When I first began teaching, I taught in an urban school district. A succinct version of perhaps the most formative years of my professional life would categorize the experience as challenging. After three years, I got a job in a more stabilized district, and the young woman who got my schedule quit the third day of school on the front office answering machine. I stayed through three years because of my father’s guidance, affection for my students, fellow teachers’ advice and understanding, my own abject poverty, and the love and support of several school secretaries, by then called administrative assistants.

I laugh as I realize my relationships with these women looks remarkably like the one I had with the school secretary when I was six years old. Unlike teacher friends, who might share my prep or lunch period one semester but not the next, administrative assistants are reliably available. These women found the heart to decorate their desks for the seasons even when the challenges we faced as an institution left many of us without the energy for such niceties. They lovingly compared me to their daughters, they assured me that my nascent efforts at strong teaching counted, they clucked their tongues at my travails, handing me Hershey kisses and promising things would get better with time and experience. One woman even fixed me up with her nephew, a lovely man who ultimately wasn’t my cup of tea but who treated me gloriously, a sweet reprieve from my work life.

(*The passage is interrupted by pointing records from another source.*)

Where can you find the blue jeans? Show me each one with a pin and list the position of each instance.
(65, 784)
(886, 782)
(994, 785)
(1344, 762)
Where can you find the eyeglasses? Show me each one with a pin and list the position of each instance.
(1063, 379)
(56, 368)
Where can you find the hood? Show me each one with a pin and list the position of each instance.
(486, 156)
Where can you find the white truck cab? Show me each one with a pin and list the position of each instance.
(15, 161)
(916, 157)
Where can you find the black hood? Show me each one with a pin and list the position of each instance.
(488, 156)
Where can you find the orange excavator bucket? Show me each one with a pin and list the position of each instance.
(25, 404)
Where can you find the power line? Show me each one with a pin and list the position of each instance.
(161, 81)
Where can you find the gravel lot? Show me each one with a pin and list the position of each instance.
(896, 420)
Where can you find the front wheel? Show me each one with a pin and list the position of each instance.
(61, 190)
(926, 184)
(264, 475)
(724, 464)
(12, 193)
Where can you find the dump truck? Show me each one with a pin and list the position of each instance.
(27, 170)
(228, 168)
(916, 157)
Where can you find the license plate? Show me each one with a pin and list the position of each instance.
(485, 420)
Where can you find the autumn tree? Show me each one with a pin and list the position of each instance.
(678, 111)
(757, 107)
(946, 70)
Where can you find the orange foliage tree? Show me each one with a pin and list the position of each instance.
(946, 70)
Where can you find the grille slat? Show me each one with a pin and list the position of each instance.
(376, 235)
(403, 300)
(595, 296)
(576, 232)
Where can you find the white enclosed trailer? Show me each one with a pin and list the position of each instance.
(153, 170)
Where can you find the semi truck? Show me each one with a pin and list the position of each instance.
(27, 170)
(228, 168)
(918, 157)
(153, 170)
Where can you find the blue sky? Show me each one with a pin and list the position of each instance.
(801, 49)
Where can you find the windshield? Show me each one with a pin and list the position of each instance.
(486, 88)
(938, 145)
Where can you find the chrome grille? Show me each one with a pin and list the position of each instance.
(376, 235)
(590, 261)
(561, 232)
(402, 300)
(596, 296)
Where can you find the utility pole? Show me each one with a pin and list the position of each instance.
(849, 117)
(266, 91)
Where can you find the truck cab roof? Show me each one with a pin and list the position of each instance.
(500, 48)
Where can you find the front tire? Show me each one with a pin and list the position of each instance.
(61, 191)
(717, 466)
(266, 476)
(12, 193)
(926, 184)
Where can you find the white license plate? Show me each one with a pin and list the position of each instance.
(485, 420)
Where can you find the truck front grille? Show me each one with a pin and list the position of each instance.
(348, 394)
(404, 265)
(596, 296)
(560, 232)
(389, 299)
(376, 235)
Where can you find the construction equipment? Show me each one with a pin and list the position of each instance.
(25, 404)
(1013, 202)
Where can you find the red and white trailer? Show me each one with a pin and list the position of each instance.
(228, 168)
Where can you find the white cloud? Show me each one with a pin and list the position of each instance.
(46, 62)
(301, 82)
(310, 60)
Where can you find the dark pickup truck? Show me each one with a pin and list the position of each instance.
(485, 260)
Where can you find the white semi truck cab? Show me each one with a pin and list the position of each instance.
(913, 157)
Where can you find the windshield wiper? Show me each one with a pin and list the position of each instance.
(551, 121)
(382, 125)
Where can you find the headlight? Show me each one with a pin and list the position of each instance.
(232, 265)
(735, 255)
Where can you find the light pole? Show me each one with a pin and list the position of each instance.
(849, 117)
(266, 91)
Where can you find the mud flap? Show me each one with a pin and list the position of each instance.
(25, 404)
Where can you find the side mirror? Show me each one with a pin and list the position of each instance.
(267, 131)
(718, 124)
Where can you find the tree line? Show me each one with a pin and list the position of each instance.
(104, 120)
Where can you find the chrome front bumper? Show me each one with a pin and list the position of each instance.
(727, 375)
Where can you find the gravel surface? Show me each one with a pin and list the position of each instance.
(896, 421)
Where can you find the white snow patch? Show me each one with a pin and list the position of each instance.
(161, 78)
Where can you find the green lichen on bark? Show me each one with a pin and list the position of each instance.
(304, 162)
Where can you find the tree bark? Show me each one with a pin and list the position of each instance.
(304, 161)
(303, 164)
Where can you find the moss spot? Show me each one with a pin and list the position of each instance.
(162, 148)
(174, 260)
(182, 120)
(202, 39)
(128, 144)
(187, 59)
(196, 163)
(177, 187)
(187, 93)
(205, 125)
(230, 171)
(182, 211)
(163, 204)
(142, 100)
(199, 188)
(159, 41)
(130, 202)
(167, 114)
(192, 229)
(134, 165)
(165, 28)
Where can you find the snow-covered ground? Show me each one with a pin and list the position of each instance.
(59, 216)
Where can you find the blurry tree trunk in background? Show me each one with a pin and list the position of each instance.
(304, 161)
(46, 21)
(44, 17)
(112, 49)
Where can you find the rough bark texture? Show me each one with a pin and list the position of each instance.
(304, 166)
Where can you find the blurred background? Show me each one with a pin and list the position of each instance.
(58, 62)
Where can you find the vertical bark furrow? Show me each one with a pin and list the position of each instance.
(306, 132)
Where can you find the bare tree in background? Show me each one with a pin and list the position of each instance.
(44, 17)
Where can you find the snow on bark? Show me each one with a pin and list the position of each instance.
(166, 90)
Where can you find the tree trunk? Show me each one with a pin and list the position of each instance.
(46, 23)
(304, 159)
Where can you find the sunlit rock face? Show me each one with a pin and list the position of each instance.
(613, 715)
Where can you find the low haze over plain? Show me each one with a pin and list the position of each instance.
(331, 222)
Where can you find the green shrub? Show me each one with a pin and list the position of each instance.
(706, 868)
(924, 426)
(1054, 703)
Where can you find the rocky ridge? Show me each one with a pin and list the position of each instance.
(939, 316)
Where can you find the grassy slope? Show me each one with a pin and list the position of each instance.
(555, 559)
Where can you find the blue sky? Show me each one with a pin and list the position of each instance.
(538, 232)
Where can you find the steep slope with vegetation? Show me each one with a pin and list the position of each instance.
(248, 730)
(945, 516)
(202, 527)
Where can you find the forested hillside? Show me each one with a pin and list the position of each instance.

These women made sure I never missed a health care open enrollment. They ensured that I knew ahead of time when a parent came in to see me. They gave me a little oasis at their desks, a place where someone liked me and refrained from judgment, putting aside the piles of work that needed their attention and meeting my needs instead.

The administrative assistant with whom I now work treats me with the same kind of caring affection. Since I’m no longer a new teacher, she grants me different support, the support of one working woman to another. She shared her pregnancy stories as I carried my son; she makes sure my schedule works with my duel role as teacher and parent; she always acts as if listening to me and my issues is just what she was planning to do in that moment anyway.

Amongst the many intangibles that make a school successful lies the school secretary. May all teachers find a little haven in the school office.

co-posted on Between Classes: Living a Balanced Life as a Quality Teacher

Wednesday, October 22, 2008

"Know When to Walk Away--Know When to Run"

Am I referring to a difficult exchange with a student? A department disagreement? No, as almost always, I’m referring to that charming stack of essays to be graded that almost every English teacher has fermenting in a tote bag on the seat of the car, near the front door, or by her or his desk. I try to grade essays within seven to ten days of receipt because I find students’ investment dwindles if I take too long to get the essays back. That makes me feel like I wasted energy, and I can’t stand that feeling. However, October is a busy time for me.

Besides the fact that I mother a four year old and the Halloween season is in full swing (he’ll be a penguin, by the way), the conference I coordinate for regional English teachers takes place next week, too. It’s an exciting time for both those reasons. Through some really poor planning on my part, all of my classes turned in essays to me about now. (I think I thought back in August, “The conference isn’t for another week; I’ll grade everything before the big day!” Did I forget that I decided to hand fold the programs? Groan.) I’m having difficulty quieting my mind sufficiently to pay these essays the attention the students who wrote them deserve.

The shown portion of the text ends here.